The International Awareness Day for Chronic Immunological and Neurological Diseases (CIND) is observed on May 12 every year since 1992. Myalgic Encephalomyelitis (ME)/ Chronic Fatigue Syndrome (CFS), Fibromyalgia (FM), Multiple Chemical Sensitivities (MCS) and Gulf War Syndrome (GWS) are collectively known as Chronic Immunological and Neurological Diseases (CIND).
The day is designated to spread awareness among people about CIND and help the world to understand the seriousness of these diseases and conditions. It also aims to assist and educate patients, patient support groups and organizations, healthcare professionals about CIND.
May 12 was chosen as it coincided with the birth date of Florence Nightingale, the English army nurse who inspired the founding of the International Red Cross.
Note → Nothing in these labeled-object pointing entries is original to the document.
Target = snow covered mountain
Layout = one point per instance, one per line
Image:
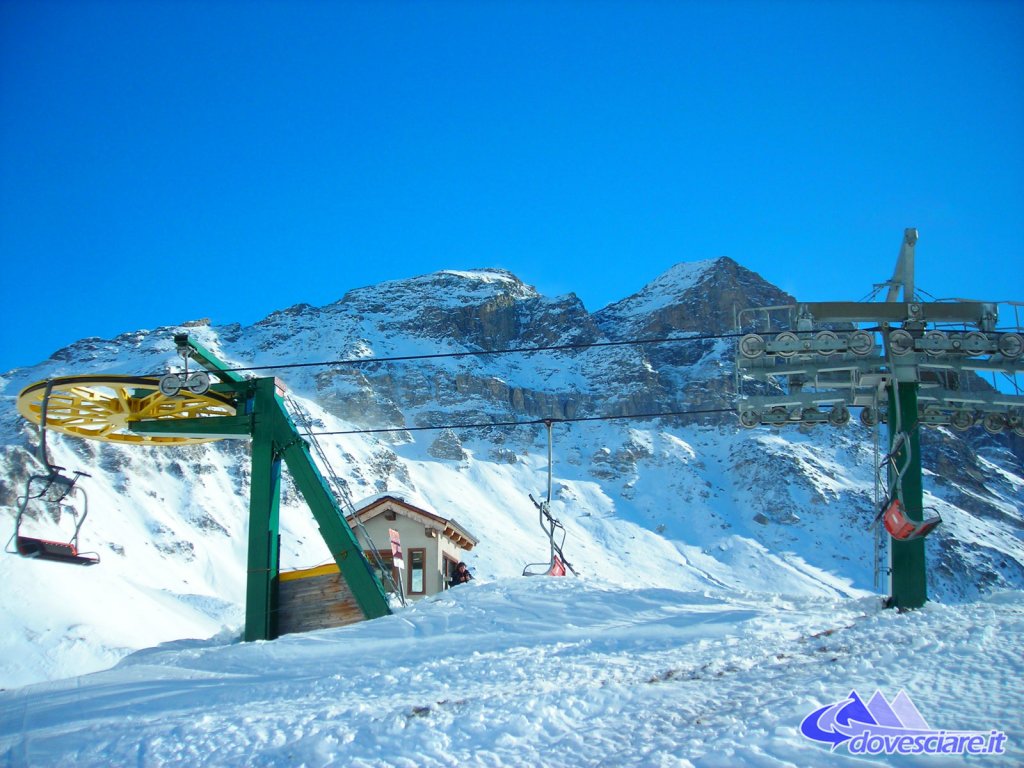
(679, 503)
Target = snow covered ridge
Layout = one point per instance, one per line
(672, 504)
(539, 673)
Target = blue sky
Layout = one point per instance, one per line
(166, 161)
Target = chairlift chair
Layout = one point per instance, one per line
(56, 491)
(557, 563)
(901, 527)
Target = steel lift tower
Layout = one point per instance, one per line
(903, 363)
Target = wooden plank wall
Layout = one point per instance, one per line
(314, 603)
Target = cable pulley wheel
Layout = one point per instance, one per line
(101, 408)
(861, 342)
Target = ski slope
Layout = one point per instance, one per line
(539, 672)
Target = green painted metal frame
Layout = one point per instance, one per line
(260, 414)
(909, 586)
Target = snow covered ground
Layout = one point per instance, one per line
(540, 672)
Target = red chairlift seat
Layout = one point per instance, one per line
(902, 528)
(43, 549)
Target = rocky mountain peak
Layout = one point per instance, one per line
(698, 296)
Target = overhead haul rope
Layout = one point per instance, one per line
(484, 352)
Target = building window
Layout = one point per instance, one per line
(384, 559)
(450, 567)
(417, 570)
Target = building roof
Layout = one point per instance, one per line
(446, 526)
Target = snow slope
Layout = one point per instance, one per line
(539, 672)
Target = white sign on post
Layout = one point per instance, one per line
(396, 548)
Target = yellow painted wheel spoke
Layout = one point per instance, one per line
(101, 408)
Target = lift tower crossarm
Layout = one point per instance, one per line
(903, 273)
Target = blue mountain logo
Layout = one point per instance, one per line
(888, 727)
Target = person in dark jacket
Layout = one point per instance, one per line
(461, 576)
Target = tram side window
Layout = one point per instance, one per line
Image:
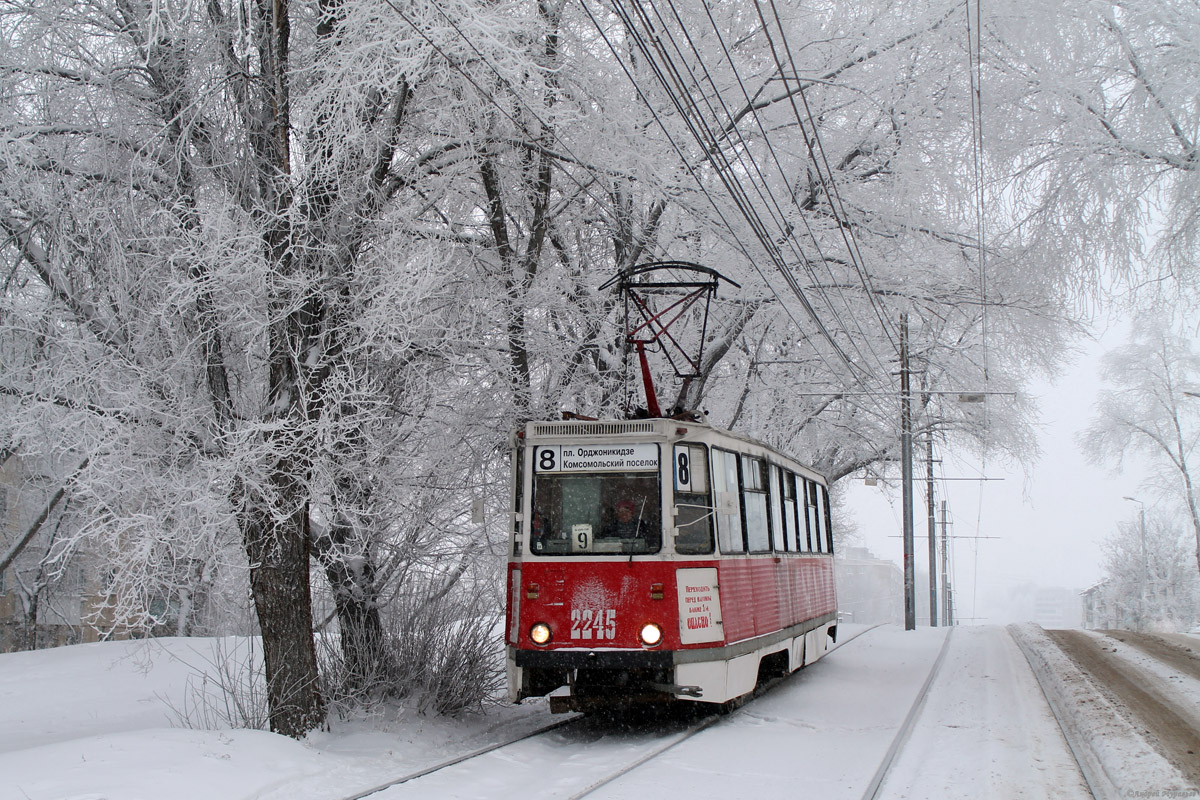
(754, 494)
(790, 529)
(729, 512)
(827, 518)
(693, 500)
(821, 530)
(517, 497)
(777, 511)
(810, 516)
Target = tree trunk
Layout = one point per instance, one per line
(279, 579)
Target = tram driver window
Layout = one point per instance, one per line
(595, 513)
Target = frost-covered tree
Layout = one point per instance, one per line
(1150, 582)
(1152, 411)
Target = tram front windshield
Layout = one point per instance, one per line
(595, 513)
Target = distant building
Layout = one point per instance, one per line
(870, 590)
(1056, 607)
(1097, 607)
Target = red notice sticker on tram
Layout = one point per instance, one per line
(700, 606)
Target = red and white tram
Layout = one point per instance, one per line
(657, 559)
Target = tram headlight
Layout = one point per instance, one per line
(651, 635)
(540, 633)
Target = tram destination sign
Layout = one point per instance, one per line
(595, 458)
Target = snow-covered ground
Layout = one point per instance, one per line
(102, 721)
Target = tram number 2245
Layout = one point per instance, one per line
(593, 624)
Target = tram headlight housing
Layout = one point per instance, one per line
(540, 633)
(651, 635)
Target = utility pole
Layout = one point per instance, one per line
(910, 588)
(947, 615)
(933, 529)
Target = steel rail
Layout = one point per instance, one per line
(910, 721)
(695, 728)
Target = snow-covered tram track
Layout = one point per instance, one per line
(905, 732)
(651, 738)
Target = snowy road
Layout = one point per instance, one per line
(93, 721)
(1155, 685)
(984, 732)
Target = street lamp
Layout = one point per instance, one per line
(1145, 560)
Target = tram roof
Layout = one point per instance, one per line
(657, 427)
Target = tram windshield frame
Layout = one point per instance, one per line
(597, 513)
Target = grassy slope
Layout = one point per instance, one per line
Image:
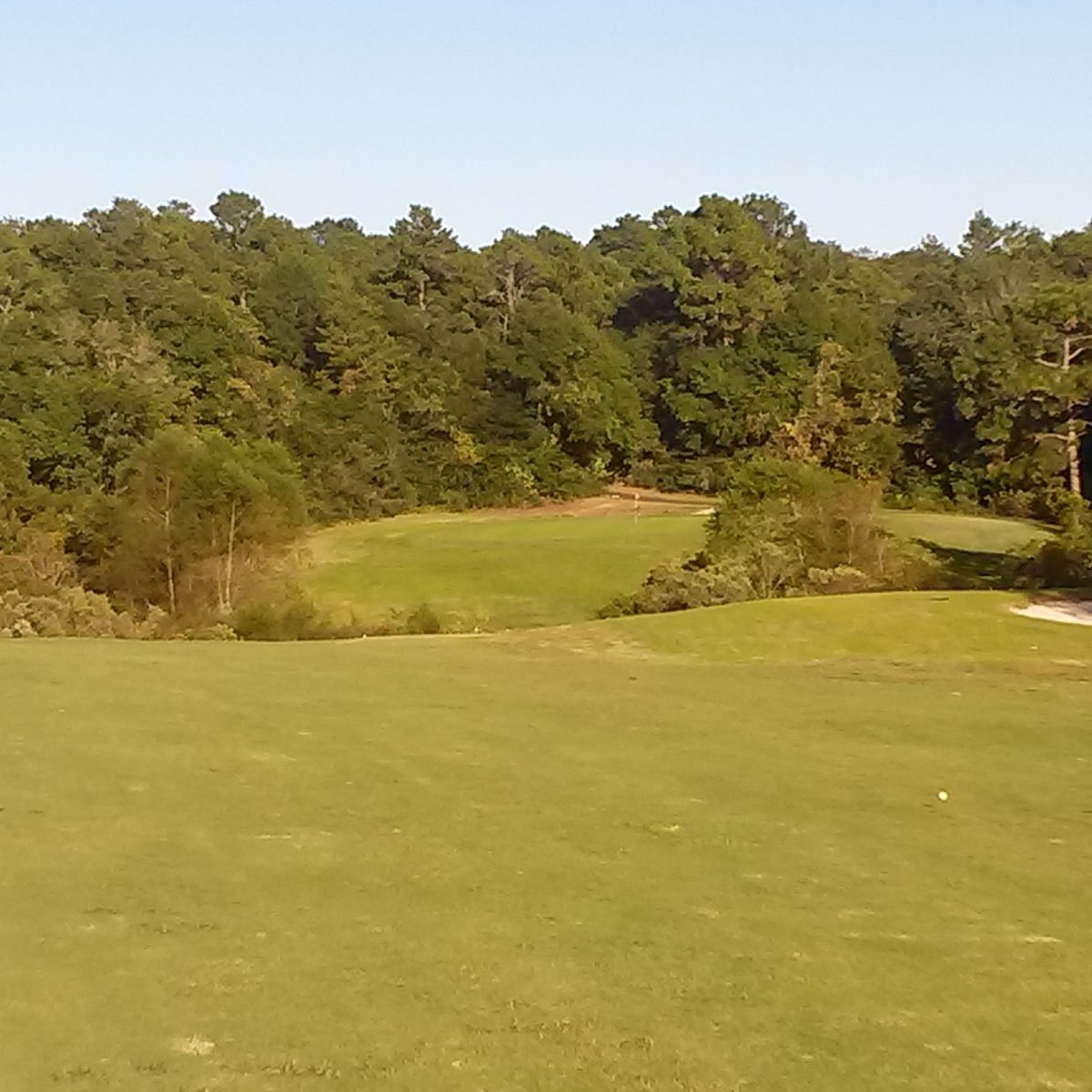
(513, 571)
(556, 861)
(490, 571)
(976, 533)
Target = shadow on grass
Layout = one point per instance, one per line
(978, 571)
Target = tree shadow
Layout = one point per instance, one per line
(966, 569)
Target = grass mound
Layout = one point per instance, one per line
(490, 571)
(711, 856)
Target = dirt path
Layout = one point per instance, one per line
(1073, 612)
(620, 500)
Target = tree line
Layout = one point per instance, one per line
(179, 396)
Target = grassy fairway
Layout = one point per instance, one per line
(696, 852)
(492, 571)
(978, 534)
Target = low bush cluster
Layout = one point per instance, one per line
(785, 529)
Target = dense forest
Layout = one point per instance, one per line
(179, 397)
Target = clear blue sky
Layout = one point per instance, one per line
(878, 121)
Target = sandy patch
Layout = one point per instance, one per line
(1075, 612)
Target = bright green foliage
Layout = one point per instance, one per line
(199, 514)
(425, 865)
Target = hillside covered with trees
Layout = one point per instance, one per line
(179, 397)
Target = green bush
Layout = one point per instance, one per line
(785, 529)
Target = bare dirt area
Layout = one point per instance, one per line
(621, 500)
(1071, 612)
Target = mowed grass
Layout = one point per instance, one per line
(980, 534)
(697, 852)
(491, 571)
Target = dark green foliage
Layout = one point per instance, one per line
(785, 529)
(382, 372)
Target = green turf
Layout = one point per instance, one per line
(696, 852)
(490, 571)
(983, 534)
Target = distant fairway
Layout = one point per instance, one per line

Nightingale was believed to have suffered from ME/CFS like illness.
These illnesses, characterized by cognitive problems, chronic muscle and joint pain, extremely poor stamina, and numerous other symptoms, afflict people around the world in alarming numbers.
Myalgic Encephalomyelitis (ME)/ Chronic Fatigue Syndrome (CFS) is a severe chronic illness in which symptoms are increased by physical exertion. Patients with CFS suffer from unexplained recurrent physical and mental fatigue, muscle and joint pain, sleep problems with neurological and cognitive manifestations. For making a diagnosis symptoms must last for at least six months in adults and three months in children.
Fibromyalgia (FM) is a syndrome of widespread pain, aching and stiffness of muscles, often accompanied by fatigue, sleep disturbances and multiple tender points. Detail information about fibromyalgia can be seen at www.nhp.gov.in/.
Multiple Chemical Sensitivity (MCS) is also known as environmental sensitivities (ES) or intolerances. It is an acquired environment linked condition and is sometimes associated with myalgic encephalomyelitis/ chronic fatigue syndrome and fibromyalgia. The symptoms are reproducible with (repeated chemical) exposure and include headaches, problems with balance and coordination, nervousness, irritability and depressed mood, burning and irritated eyes, stuffy or runny nose, cough, fast or irregular heart beat, nausea, diarrhea or constipation, frequent or urgent urination, achy muscles and joints, and rashes.
Management of CIND
Awareness about the disease is important for patients as they learn to manage their illness by using various approaches. Medical treatment and patient’s self-care with healthy lifestyle behavior can help to cope better with CNID. It includes:
Cognitive behaviour therapy and pharmacological treatment may be used with the consultation of physician for the management of symptoms causing major impairment.